“I found the box lying on one of the steps closed as I had held it. The only thing that was missing was the Mt. Aubyn Ruby!
“Devlin and O’Brien have all kinds of theories but I told them I wanted the stone back and if they didn’t get it I wouldn’t have them any longer in my employ.
“Devlin says he will swear a car passed him on the Boston road yesterday containing some Continental crooks who used to operate along the Italian and French riviera. He’s full of wild fancies and swears I shall get the ruby back. I’m not so sure. I’ve given up the theory that it was a great black bat which hit me, but whatever it was it was a stunt pulled by a master craftsman who is laughing at Devlin and his kind. Can you imagine a crook who would leave behind what this fellow did?
“I wish you’d go to the Pemberton Detective Agency and get them to send some one up here capable of handling the situation. I shall be coming down to New York as soon as I’m able. I’m too much bruised to play golf but when I do I shall win some of your money. I’ve had some lessons from a crackerjack golfer up here who goes round the eighteen holes in anything from seventy-two to seventy-eight. My stance was wrong and I wasn’t gripping right.”
So much for Jerome Dangerfield. When Devlin and O’Brien examined the scene of the crime they immediately noticed that some fifteen feet above the ground level a stained glass window lighted the stairway. “Of course,” they exclaimed in unison, “that is the solution.” But the theory did not hold water, as the soil of the flower-beds showed no sign of a ladder or any footmark. They had been raked over that afternoon and the gardener swore no foot but his had set foot in this enclosed garden which supplied the hotel tables with blooms. An examination of the window showed no helpful finger marks. It was an indoor job, they declared, amending their first opinion.
But they were thorough workmen in their way.

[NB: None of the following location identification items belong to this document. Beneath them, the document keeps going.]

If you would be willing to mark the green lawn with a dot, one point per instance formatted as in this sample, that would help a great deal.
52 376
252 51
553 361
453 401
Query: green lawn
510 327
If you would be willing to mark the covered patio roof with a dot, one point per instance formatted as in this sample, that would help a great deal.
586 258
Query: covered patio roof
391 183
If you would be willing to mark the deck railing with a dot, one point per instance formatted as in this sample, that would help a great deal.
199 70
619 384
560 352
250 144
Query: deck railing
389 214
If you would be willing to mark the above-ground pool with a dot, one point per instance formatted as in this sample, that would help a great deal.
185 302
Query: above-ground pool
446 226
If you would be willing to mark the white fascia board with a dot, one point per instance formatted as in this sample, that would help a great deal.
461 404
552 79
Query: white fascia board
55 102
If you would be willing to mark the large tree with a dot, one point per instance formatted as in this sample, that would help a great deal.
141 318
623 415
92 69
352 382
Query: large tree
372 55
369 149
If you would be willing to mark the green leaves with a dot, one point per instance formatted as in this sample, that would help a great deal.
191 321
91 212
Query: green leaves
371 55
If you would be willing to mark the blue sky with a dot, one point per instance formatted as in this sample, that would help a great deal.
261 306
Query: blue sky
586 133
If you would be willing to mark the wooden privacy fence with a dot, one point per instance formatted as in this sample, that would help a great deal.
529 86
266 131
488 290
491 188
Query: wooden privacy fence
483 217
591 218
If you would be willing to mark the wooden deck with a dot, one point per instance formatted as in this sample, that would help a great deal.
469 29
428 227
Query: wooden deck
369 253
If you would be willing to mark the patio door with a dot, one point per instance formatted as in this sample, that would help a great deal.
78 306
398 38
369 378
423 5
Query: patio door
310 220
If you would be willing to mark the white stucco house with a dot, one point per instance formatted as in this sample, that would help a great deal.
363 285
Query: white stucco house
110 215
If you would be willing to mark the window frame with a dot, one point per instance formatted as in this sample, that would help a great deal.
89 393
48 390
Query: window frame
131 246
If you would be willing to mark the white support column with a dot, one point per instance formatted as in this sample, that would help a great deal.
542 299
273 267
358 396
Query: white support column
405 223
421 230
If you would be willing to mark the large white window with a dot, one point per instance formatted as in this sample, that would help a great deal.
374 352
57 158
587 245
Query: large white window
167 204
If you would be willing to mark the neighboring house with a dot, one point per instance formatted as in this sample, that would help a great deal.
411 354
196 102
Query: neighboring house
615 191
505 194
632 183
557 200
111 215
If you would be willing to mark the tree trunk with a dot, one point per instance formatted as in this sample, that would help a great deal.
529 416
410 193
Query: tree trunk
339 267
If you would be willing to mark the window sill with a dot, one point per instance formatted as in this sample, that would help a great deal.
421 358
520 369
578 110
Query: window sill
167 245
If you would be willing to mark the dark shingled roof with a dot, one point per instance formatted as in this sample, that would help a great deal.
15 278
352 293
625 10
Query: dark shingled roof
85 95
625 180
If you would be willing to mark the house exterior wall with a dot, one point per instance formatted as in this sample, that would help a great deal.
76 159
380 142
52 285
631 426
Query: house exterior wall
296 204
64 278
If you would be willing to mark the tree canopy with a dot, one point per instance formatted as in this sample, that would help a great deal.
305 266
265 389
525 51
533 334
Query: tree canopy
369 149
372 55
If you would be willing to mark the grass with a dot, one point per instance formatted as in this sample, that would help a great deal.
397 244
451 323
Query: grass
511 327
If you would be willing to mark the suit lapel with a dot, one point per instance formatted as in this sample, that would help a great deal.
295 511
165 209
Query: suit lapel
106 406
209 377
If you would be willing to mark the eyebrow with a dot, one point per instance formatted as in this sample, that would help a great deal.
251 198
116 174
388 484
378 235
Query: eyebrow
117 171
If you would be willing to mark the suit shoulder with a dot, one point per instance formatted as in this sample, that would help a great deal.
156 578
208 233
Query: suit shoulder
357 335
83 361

For instance: Anthony Trent, reclining fully dressed across his bed with cigarette stubs and emptied glasses about him within thirty minutes of the robbery, was evidently in fear of interruption. An onlooker would have seen him take three gin fizzes in rapid succession until indeed his face wore a faint flush. He listened keenly when outside his door footsteps lingered. And he was snoring alcoholically when the hotel clerk entered, bringing with him Messrs. Devlin and O’Brien.
“He’s been like this for days,” Graham, the clerk, asserted. “If it wasn’t that he was no trouble and made no noise I should have told him to get out. A pity,” Graham shook his head, “one of the pleasantest-spoken men in the hotel, and some golfer, they tell me.”
“You leave us,” Devlin commanded. “We are acting for the boss and it’ll be all right.”
Out of the corner of his eye Trent watched the two trained men make a thorough examination of his room and effects. Indeed, their thoroughness gave him ideas which were later to prove of use. But they drew blank. They examined the two fly rods he had brought with him and a collapsible landing net with great care, tapping the handles and balancing the rods. They sighed when nothing was found.
“This guy is all right,” said O’Brien.